Lack of Legitimate Purpose
[45] The totality of the circumstances also draw in other considerations. The most obvious is the nature of the "weapon". In this case, it consisted of pepper spray in pressurized containers. The socially acceptable use for such materials is for protection against attacks from bears. In fact, one of the canisters was prominently labelled "Spike Professional Bear Repellant".

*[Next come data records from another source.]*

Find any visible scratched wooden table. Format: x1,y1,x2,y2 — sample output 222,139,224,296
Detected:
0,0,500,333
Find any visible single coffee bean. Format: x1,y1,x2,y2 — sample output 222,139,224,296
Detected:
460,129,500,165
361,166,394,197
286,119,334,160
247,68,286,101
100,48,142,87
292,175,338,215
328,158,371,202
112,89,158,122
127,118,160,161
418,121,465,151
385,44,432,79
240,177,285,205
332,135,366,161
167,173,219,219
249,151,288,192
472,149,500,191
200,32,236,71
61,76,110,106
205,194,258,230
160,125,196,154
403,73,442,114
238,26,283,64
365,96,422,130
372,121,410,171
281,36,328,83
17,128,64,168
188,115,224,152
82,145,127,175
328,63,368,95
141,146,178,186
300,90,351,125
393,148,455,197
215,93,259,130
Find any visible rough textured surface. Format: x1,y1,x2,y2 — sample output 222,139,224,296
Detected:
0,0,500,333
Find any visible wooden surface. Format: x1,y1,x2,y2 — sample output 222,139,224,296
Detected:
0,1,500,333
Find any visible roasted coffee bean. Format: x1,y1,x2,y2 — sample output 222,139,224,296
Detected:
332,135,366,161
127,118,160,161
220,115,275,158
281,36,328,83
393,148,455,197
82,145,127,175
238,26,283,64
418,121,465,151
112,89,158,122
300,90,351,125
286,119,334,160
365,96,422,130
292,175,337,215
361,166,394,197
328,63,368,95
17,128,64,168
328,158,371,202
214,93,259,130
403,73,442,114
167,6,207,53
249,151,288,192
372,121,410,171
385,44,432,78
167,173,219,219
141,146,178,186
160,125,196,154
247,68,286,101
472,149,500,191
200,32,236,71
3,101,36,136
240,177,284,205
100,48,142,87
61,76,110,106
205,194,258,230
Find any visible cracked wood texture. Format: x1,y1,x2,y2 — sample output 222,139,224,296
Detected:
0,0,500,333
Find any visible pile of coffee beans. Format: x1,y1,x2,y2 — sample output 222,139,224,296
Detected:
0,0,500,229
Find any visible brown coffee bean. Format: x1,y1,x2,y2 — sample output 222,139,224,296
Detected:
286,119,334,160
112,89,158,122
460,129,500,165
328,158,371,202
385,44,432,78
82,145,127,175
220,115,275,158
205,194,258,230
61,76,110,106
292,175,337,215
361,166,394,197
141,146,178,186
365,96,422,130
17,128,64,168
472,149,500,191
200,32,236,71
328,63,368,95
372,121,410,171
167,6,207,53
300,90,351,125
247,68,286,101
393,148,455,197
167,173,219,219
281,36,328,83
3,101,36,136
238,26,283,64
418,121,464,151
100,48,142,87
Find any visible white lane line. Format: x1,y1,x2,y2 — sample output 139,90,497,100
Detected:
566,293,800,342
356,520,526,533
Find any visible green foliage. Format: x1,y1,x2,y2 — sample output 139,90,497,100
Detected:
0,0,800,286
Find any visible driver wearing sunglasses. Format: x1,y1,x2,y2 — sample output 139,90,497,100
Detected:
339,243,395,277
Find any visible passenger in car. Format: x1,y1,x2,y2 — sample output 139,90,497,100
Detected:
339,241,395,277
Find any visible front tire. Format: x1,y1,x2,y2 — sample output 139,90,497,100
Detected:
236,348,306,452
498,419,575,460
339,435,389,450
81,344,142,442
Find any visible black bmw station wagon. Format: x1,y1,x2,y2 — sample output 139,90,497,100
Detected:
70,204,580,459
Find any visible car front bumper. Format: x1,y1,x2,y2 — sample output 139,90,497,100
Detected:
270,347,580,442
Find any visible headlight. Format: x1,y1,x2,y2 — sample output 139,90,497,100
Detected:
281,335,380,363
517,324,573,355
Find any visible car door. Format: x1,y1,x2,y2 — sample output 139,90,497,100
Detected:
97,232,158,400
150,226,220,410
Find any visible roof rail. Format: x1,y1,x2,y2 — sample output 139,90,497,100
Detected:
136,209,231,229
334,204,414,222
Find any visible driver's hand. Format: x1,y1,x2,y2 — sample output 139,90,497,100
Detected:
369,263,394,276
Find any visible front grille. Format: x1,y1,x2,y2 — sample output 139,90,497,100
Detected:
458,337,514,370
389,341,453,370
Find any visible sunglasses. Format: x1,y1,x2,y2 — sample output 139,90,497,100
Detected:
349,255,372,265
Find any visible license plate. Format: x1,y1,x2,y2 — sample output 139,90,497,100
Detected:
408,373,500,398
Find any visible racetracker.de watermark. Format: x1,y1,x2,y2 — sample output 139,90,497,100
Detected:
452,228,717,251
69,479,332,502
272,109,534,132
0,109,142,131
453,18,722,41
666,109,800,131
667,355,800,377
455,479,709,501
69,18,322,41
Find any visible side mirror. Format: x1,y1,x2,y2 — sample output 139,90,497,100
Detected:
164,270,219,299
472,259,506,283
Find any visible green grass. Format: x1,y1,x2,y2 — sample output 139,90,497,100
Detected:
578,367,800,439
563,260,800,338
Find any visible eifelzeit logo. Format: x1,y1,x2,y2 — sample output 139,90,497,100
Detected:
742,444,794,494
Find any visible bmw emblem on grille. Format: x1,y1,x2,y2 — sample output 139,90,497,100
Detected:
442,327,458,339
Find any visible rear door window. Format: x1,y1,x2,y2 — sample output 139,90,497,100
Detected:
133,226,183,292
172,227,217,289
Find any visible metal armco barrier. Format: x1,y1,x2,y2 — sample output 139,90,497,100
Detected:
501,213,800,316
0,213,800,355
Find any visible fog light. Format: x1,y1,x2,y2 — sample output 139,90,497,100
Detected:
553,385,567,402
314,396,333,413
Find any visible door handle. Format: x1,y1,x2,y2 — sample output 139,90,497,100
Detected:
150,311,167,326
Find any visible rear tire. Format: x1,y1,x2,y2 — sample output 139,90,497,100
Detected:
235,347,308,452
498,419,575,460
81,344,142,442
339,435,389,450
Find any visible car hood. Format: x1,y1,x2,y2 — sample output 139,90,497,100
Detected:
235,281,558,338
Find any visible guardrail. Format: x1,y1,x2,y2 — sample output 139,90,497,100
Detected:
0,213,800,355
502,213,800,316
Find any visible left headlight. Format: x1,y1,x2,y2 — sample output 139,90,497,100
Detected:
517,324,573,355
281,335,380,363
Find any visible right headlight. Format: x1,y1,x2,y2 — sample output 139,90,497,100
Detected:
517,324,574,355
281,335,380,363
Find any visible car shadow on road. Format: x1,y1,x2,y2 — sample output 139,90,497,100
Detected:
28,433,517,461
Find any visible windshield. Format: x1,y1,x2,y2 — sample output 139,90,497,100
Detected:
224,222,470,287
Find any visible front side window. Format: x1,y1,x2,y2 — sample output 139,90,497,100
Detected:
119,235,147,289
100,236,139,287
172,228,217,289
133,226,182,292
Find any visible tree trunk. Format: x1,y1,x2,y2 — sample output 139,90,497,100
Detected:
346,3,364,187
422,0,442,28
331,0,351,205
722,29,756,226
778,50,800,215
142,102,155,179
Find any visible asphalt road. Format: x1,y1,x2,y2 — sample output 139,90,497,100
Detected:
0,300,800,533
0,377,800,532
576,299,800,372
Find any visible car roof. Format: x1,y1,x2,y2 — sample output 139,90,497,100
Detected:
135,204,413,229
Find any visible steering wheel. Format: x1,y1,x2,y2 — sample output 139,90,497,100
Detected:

[46] It may be reasonable for certain persons to carry such material in certain environments and at times when there is a danger of an attack by bears or other animals. These were not the circumstances prevailing on the evening of the bush party. It was almost midnight. It was on a travelled roadway within a city. Anywhere up to fifty people were present. A bonfire had been burning. I cannot envision any legitimate reason why these pepper spray canisters were in the red Impala vehicle at the place and time in question. That they were present is undisputed. The accused testified but gave no explanation why they were present. His explanation that he did not know, at the time, that they were in his car does not ring true having regard to all of the circumstances. I don't believe this statement by him. Even if true, by the time of trial, he should certainly have been able to determine how these came to be in his car. He proffered no explanation.
Prohibited Weapon Status
[47] A further circumstance is that these items were weapons, not only because they were in this case intended to be used, and were used, to intimidate others, but more so because they were prescribed by regulation to be weapons that are prohibited to be carried without lawful authorization. It is no secret that some items can be possessed legally only with the proper licence to do so. Prohibited weapons fall within this category of materials. A spray capable of injuring, immobilizing or otherwise incapacitating any person is, by regulation, a prohibited weapon.
Continuity of Possession
[48] My inference is that the accused knew this and knew that these canisters should not have been in his vehicle. That he had them in his vehicle concealed is a reasonable expectation. He cannot have been unaware that these canisters remained in his vehicle when he left the cul de sac area. He did nothing to get rid of them. This supports a belief in the continuity of his possession of these, both before and after the spraying, whether he himself did the actual spraying or not.
Conclusion
[49] For the foregoing reasons, I am satisfied that the offence charged under s.90(1) has been proved beyond a reasonable doubt and the accused should be found guilty.